Город, область, а то и целый континент в какой-то мере стандар­тизируют свой стол, что, впрочем, несколько умеряется разнооб­разием каждодневных программ.

Незнакомые, встречаясь по утрам в троллейбусах, говорят друг другу, орудуя зубочистками:

— Как вам понравился сегодняшний шницель? Перца маловато. Пресно, пресно готовят на радио[4].

Любая фантазия отражает помимо вековечных мечтаний еще и мечтающего, его представления о мире.

Талантливый писатель-фантаст, возможно, и не догадывался, что развивает концепцию телевидения как «электронного печатного станка», который способен без устали, днем и ночью, тиражировать, тиражировать, тиражировать все, что становится объектом его вни­мания. Опера, балет, пантомима, хоровое пение, джаз, плоды поэзии, драмы, журналистики, а также фотографии, декламаторско­го искусства, кино — все, буквально все, что создано во всех обла­стях искусства, размножается в миллионах экземпляров и доносится до каждого сидящего у экрана. А жизнь, не тронутая рукой худож­ника, так и досылается до получателя как живая жизнь — репортаж, сообщение, информация.

И оказывалось, таким образом, что художнику на телевидении делать вовсе нечего.

Создание спектакля — дело творческое, а создание фильма-спек­такля можно доверить любому грамотному профессионалу. Фикса­ция. Запечатление готового целого. И уж тем более фиксация, ска­жем, репортаж о встрече глав правительств, о торжественном ми­тинге, параде. Чем меньше тут будет самовыражения, тем лучше. Оператор или режиссер, сценарист или монтажер на пуль­те — пусть они в других областях, например на киностудии, будут хоть самыми прославленными и оригинальными художниками — десь, на телевидении, нужны именно как Мастера, профессионалы.

Отсюда невеселая шутка, бытующая до сей поры, что передачу делают редактор и оператор. Первый нужен, чтобы контролиро­вать автора и сдерживать режиссера, второй — чтобы отснять в фокусе. Передача готовится как бы сама собой. Не в соответствии с усилиями творческого коллектива, а вроде бы даже вопреки им.

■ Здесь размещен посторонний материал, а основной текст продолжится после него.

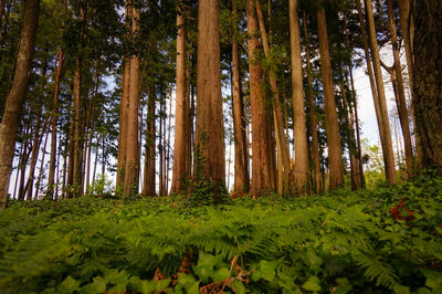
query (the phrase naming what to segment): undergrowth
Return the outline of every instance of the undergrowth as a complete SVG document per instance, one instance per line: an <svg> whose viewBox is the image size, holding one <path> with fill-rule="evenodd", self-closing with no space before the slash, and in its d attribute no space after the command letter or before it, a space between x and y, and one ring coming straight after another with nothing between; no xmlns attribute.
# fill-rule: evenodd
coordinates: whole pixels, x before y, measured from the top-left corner
<svg viewBox="0 0 442 294"><path fill-rule="evenodd" d="M11 203L1 293L442 293L442 180L215 208Z"/></svg>

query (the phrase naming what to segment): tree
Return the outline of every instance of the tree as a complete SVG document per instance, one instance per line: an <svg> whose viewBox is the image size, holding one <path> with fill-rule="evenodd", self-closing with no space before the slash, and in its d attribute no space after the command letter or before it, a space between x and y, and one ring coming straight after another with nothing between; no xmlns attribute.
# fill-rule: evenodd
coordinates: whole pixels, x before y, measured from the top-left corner
<svg viewBox="0 0 442 294"><path fill-rule="evenodd" d="M423 149L423 167L442 174L442 2L417 1L414 7L413 104Z"/></svg>
<svg viewBox="0 0 442 294"><path fill-rule="evenodd" d="M8 204L9 179L12 169L17 132L31 74L39 11L40 0L27 1L14 77L0 124L0 198L2 209Z"/></svg>
<svg viewBox="0 0 442 294"><path fill-rule="evenodd" d="M176 90L176 111L175 111L175 145L173 145L173 174L170 193L182 192L186 181L190 178L187 168L188 155L188 118L189 101L187 98L186 82L186 30L185 14L180 9L177 14L177 90Z"/></svg>
<svg viewBox="0 0 442 294"><path fill-rule="evenodd" d="M252 107L252 183L251 193L255 197L274 189L272 177L272 155L274 150L269 141L271 133L269 124L269 106L265 104L261 84L263 70L260 56L260 41L257 39L257 19L254 0L245 1L248 18L248 51L250 72L250 101Z"/></svg>
<svg viewBox="0 0 442 294"><path fill-rule="evenodd" d="M379 115L381 117L379 133L382 134L380 137L382 145L383 161L386 166L386 177L391 185L394 185L396 183L394 155L391 141L391 130L389 123L390 120L388 118L386 91L383 88L382 72L380 69L378 41L376 39L375 19L372 13L371 0L365 0L365 1L366 1L366 11L368 19L368 29L369 29L368 32L369 32L372 65L376 77L376 88L378 92L377 98L379 103ZM367 60L367 63L368 62L370 61Z"/></svg>
<svg viewBox="0 0 442 294"><path fill-rule="evenodd" d="M210 182L215 203L221 202L225 185L219 30L218 0L200 0L196 148L203 160L197 160L196 170L202 169L202 179Z"/></svg>
<svg viewBox="0 0 442 294"><path fill-rule="evenodd" d="M319 35L320 70L323 73L323 87L325 98L325 120L328 145L328 165L330 189L344 186L344 168L340 154L339 125L336 112L335 94L333 90L330 53L328 49L327 21L325 9L318 8L317 25Z"/></svg>
<svg viewBox="0 0 442 294"><path fill-rule="evenodd" d="M238 0L232 1L233 38L232 38L232 86L233 86L233 129L234 129L234 191L248 192L249 148L245 137L244 102L240 83L240 57L238 50Z"/></svg>
<svg viewBox="0 0 442 294"><path fill-rule="evenodd" d="M301 36L297 4L297 0L288 1L292 56L293 136L295 137L295 167L293 169L293 174L295 176L294 178L297 186L297 192L299 195L304 195L308 186L308 148L307 132L305 128L303 65L301 60Z"/></svg>
<svg viewBox="0 0 442 294"><path fill-rule="evenodd" d="M390 24L390 33L391 33L391 43L393 51L393 67L396 73L396 104L398 106L399 113L399 122L401 124L402 136L403 136L403 145L406 147L406 166L407 166L407 178L411 179L413 176L413 150L411 146L411 133L410 133L410 123L409 115L407 109L407 99L406 99L406 91L403 86L402 78L402 66L399 56L399 42L396 33L396 24L394 24L394 14L392 0L388 0L388 19Z"/></svg>

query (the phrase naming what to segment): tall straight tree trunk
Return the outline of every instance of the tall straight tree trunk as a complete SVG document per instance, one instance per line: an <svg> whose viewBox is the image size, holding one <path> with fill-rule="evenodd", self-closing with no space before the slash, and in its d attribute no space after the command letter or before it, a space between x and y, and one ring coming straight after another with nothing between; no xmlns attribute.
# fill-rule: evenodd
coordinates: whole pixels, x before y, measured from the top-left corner
<svg viewBox="0 0 442 294"><path fill-rule="evenodd" d="M73 186L74 186L74 197L81 196L81 183L82 183L82 158L81 158L81 153L82 153L82 139L81 136L83 135L81 130L81 119L82 119L82 105L81 105L81 61L80 56L76 57L75 60L75 73L74 73L74 137L73 137L73 144L74 144L74 153L73 153Z"/></svg>
<svg viewBox="0 0 442 294"><path fill-rule="evenodd" d="M356 128L356 144L358 148L358 162L359 162L359 175L360 175L360 183L361 188L366 187L366 178L364 175L364 160L362 160L362 148L360 146L360 129L359 129L359 115L358 115L358 97L355 91L355 81L352 77L352 65L348 66L350 73L350 84L351 84L351 94L354 96L352 101L352 108L354 108L354 116L355 116L355 128Z"/></svg>
<svg viewBox="0 0 442 294"><path fill-rule="evenodd" d="M41 116L41 114L40 114ZM39 119L41 122L41 117ZM41 123L38 123L38 128L35 129L34 133L34 138L32 140L32 153L31 153L31 166L29 169L29 176L27 180L27 185L24 186L24 193L27 195L27 200L31 200L32 198L32 188L35 179L35 166L36 166L36 159L39 158L39 150L40 150L40 145L42 143L43 136L46 133L46 126L48 126L48 118L45 119L43 126L40 126Z"/></svg>
<svg viewBox="0 0 442 294"><path fill-rule="evenodd" d="M375 69L376 86L378 90L379 111L382 117L381 128L385 139L385 144L382 144L382 153L386 166L386 177L390 185L396 185L394 154L391 141L390 120L388 118L387 98L383 88L382 72L380 69L378 41L376 40L375 19L372 13L371 0L365 0L365 1L366 1L366 11L368 19L368 28L369 28L371 56Z"/></svg>
<svg viewBox="0 0 442 294"><path fill-rule="evenodd" d="M390 24L391 43L393 50L394 71L396 71L396 85L398 91L398 113L399 122L402 129L403 146L406 147L406 166L407 178L411 179L413 176L413 149L411 146L410 122L408 119L408 109L406 101L406 91L403 88L402 66L399 56L399 43L396 33L394 14L391 0L388 0L388 18Z"/></svg>
<svg viewBox="0 0 442 294"><path fill-rule="evenodd" d="M234 129L234 192L250 190L248 143L245 138L244 102L240 86L240 57L238 52L238 0L232 0L232 86L233 86L233 129Z"/></svg>
<svg viewBox="0 0 442 294"><path fill-rule="evenodd" d="M59 112L59 95L60 95L60 82L63 70L63 49L59 50L59 64L56 66L55 78L54 78L54 97L52 103L52 117L51 117L51 159L49 164L49 176L48 176L48 198L53 198L54 191L54 174L56 165L56 125L57 125L57 112Z"/></svg>
<svg viewBox="0 0 442 294"><path fill-rule="evenodd" d="M339 64L340 71L340 93L343 95L343 104L345 111L346 125L348 130L348 157L350 159L350 178L351 178L351 190L358 190L362 187L360 180L359 159L357 157L355 128L354 128L354 116L352 109L349 103L349 98L346 91L346 83L344 77L343 66Z"/></svg>
<svg viewBox="0 0 442 294"><path fill-rule="evenodd" d="M301 60L299 18L297 0L288 1L291 60L292 60L292 99L293 99L293 136L295 138L294 176L298 195L307 192L308 188L308 147L305 124L303 95L303 64ZM314 129L312 130L314 132Z"/></svg>
<svg viewBox="0 0 442 294"><path fill-rule="evenodd" d="M148 88L143 196L155 196L155 86Z"/></svg>
<svg viewBox="0 0 442 294"><path fill-rule="evenodd" d="M260 55L260 41L257 39L257 19L254 0L246 0L245 13L248 18L248 50L250 71L250 99L252 108L252 185L251 193L254 197L262 196L274 189L272 178L272 155L274 150L267 143L269 133L269 109L264 102L264 94L261 88L263 83L263 70Z"/></svg>
<svg viewBox="0 0 442 294"><path fill-rule="evenodd" d="M134 36L139 34L140 9L138 1L133 1L129 7L133 11L131 32ZM126 167L124 192L138 193L138 104L139 104L139 56L130 56L130 86L129 86L129 107L127 112L127 136L126 136Z"/></svg>
<svg viewBox="0 0 442 294"><path fill-rule="evenodd" d="M413 104L423 167L442 174L442 2L415 1Z"/></svg>
<svg viewBox="0 0 442 294"><path fill-rule="evenodd" d="M411 99L414 101L414 92L413 92L413 80L414 80L414 70L413 70L413 48L412 48L412 32L414 31L413 18L410 13L411 4L410 0L399 0L399 14L400 14L400 25L402 31L402 40L403 46L406 49L406 57L407 57L407 69L408 69L408 78L409 86L411 90ZM413 126L415 129L415 114L414 114L414 104L411 104L411 117L413 122ZM414 132L414 145L415 145L415 158L414 158L414 168L419 169L421 167L422 160L422 147L420 144L419 133Z"/></svg>
<svg viewBox="0 0 442 294"><path fill-rule="evenodd" d="M131 15L133 10L130 0L126 1L125 4L125 25L129 34L131 31ZM126 54L123 60L123 77L122 77L122 102L119 105L119 133L118 133L118 155L117 155L117 182L116 190L122 191L125 182L125 169L126 169L126 150L127 150L127 117L129 109L129 94L130 94L130 56Z"/></svg>
<svg viewBox="0 0 442 294"><path fill-rule="evenodd" d="M328 165L330 190L344 186L343 158L340 153L340 135L336 101L333 88L330 53L328 49L327 21L325 9L317 10L317 25L319 34L320 70L323 73L323 86L325 98L325 120L328 145Z"/></svg>
<svg viewBox="0 0 442 294"><path fill-rule="evenodd" d="M204 162L197 169L202 168L203 180L212 185L215 203L221 202L225 186L218 13L218 0L199 1L196 145Z"/></svg>
<svg viewBox="0 0 442 294"><path fill-rule="evenodd" d="M259 0L255 0L256 17L260 23L261 39L264 48L264 54L267 57L271 53L271 46L267 40L264 18L261 11ZM273 94L273 124L275 126L276 148L277 148L277 193L282 195L288 191L288 177L291 174L290 151L284 135L284 122L281 112L280 92L276 84L276 75L272 69L269 71L270 85Z"/></svg>
<svg viewBox="0 0 442 294"><path fill-rule="evenodd" d="M12 170L15 139L28 92L39 22L40 0L28 0L25 4L23 29L17 54L17 65L11 91L7 97L4 113L0 124L0 199L1 209L8 206L9 179Z"/></svg>
<svg viewBox="0 0 442 294"><path fill-rule="evenodd" d="M39 197L40 186L41 186L41 182L43 180L44 158L46 156L48 137L49 137L49 134L46 134L46 137L44 138L44 144L43 144L43 149L42 149L42 159L40 161L39 177L36 178L36 182L35 182L35 196L34 196L34 199L38 199L38 197ZM28 198L27 200L31 200L31 199Z"/></svg>
<svg viewBox="0 0 442 294"><path fill-rule="evenodd" d="M186 189L186 182L190 178L187 168L189 128L189 101L187 99L186 81L186 30L185 15L179 12L177 15L177 92L175 111L175 144L173 144L173 174L170 193L180 193ZM171 97L170 97L171 98Z"/></svg>
<svg viewBox="0 0 442 294"><path fill-rule="evenodd" d="M303 10L304 19L304 40L305 46L305 57L307 63L307 92L309 104L309 118L311 118L311 129L312 129L312 162L313 162L313 190L315 192L320 191L320 162L319 162L319 143L317 135L317 116L316 116L316 105L315 97L313 95L313 81L312 81L312 63L311 63L311 49L309 49L309 38L307 29L307 14Z"/></svg>

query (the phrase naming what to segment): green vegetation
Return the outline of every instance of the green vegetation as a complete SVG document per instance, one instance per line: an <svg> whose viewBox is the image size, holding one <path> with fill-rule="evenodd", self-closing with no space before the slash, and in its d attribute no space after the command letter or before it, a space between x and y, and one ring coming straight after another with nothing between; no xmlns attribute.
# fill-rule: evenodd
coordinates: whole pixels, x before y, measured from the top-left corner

Отметим, что эта четко сформулированная концепция ТВ пред­лагала все-таки посильную аналогию к данному социально-эстети­ческому феномену. Собственно эстетический потенциал ТВ она, правда, приравнивала к нулю. Все, что выходило в эфир художе­ственного, оказывалось пришлым, взятым на стороне. Творческий работник телевидения был в таком случае своего рода дизайнером, оформителем-преобразователем, а в худшем — самым настоящим «фиксатором», невозмутимо накручивающим на пленку все, на что ни посмотрит его камера.

Оглядка на полиграфию, отозвавшаяся в «электронном печатном станке» и в самом термине «тиражирование», могла бы повести к большей осторожности суждения.

Ибо тиражирования оригинала никогда и нигде, за исключением фантастического ратоматора, не происходит. И типография и кино­копировальная фабрика, во-первых, размножают копии, а во-вторых, нуждаются в предварительном изготовлении особой ко­пии, в большей степени, чем оригинал, приспособленной для потреб­ностей тиража.

Это важно: размножается не рукопись. Размножается книга, типо­графский набор. И это новое качество продукта, его книжность, с неизбежностью требует организации его как целого по особым законам, в том числе и по законам эстетики.

Иоганн Гутенберг или наш, отечественный пионер печатного дела Иван Федоров на первых порах могли казаться только более гра­мотными, более аккуратными и более быстрыми конкурентами неис­числимой армии писцов, день за днем размножавших Святое писа­ние. Как некогда рукописная фиксация текста, существовавшего в устной форме, была способом его сохранения или размножения, так и печатный текст книги был всего только «репродукцией» и (ретрансляцией» книги рукописной — механической, «обезличенной», «обездушенной» копией ее. Позднее ситуация изменилась: сегодня уже рукопись, даже машинописный ее вариант, кажется в некотором роде обезличенным и упрощенным вариантом будущей книги, заготовкой к ней.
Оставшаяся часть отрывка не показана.